Evaluation of convective lifecycles in convection permitting weather forecasts for tropical Africa.

Tropical Africa is subject to weather extremes at a variety of space- and time-scales, leading to droughts, floods and severe storms. The weather has a huge impact on the local population: droughts and floods impact on weather dependent industries such as agriculture or fishing, which much of the population rely on for their livelihoods, while severe storms can lead to destruction of property and even loss of life. Despite this, global numerical weather prediction performance remains notoriously poor in tropical Africa, particularly at smaller scales.
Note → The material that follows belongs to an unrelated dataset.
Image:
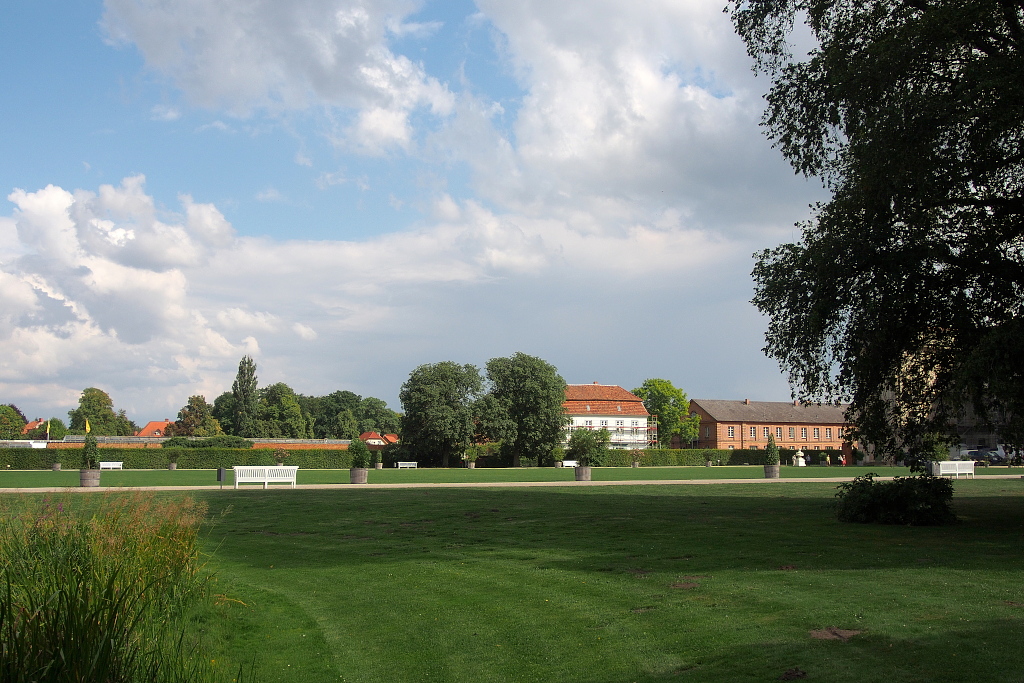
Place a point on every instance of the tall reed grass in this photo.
(96, 590)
The UK Met Office has recently begun running an ensemble weather forecasting system for tropical Africa at convection permitting scale (4.4 km). This forecasting system clearly has enormous potential to enable improved weather forecasts in  tropical Africa. Previous studies indicate that convection permitting models can provide greater skill than lower resolution global models for sub-regions within tropical Africa. However, skill remains fairly poor and further evaluation work is necessary to identify potential model improvements.
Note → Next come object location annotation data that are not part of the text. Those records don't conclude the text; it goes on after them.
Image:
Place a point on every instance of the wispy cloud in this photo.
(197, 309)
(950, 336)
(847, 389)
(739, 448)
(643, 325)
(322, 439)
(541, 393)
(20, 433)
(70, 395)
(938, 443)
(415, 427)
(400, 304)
This presentation describes an evaluation of the lifecycles of convective systems in the UK Met Office tropical Africa model. 10.8 micron brightness temperatures are used to identify and follow convective systems both in the model and in geostationary satellite observations, which provide both high temporal (15 minute) and spatial (~3 km) resolution. We evaluate the size, diurnal cycle, propagation, initiation and lifecycle of convective systems in the model and the link between these properties and the magnitude of surface precipitation produced. Finally we analyse and evaluate the response of storm systems and hence precipitation in the model to large scale atmospheric drivers such as the Madden-Julian Oscillation and African easterly waves. This process oriented evaluation helps identify of the causes of model errors, facilitating future improvements in the model.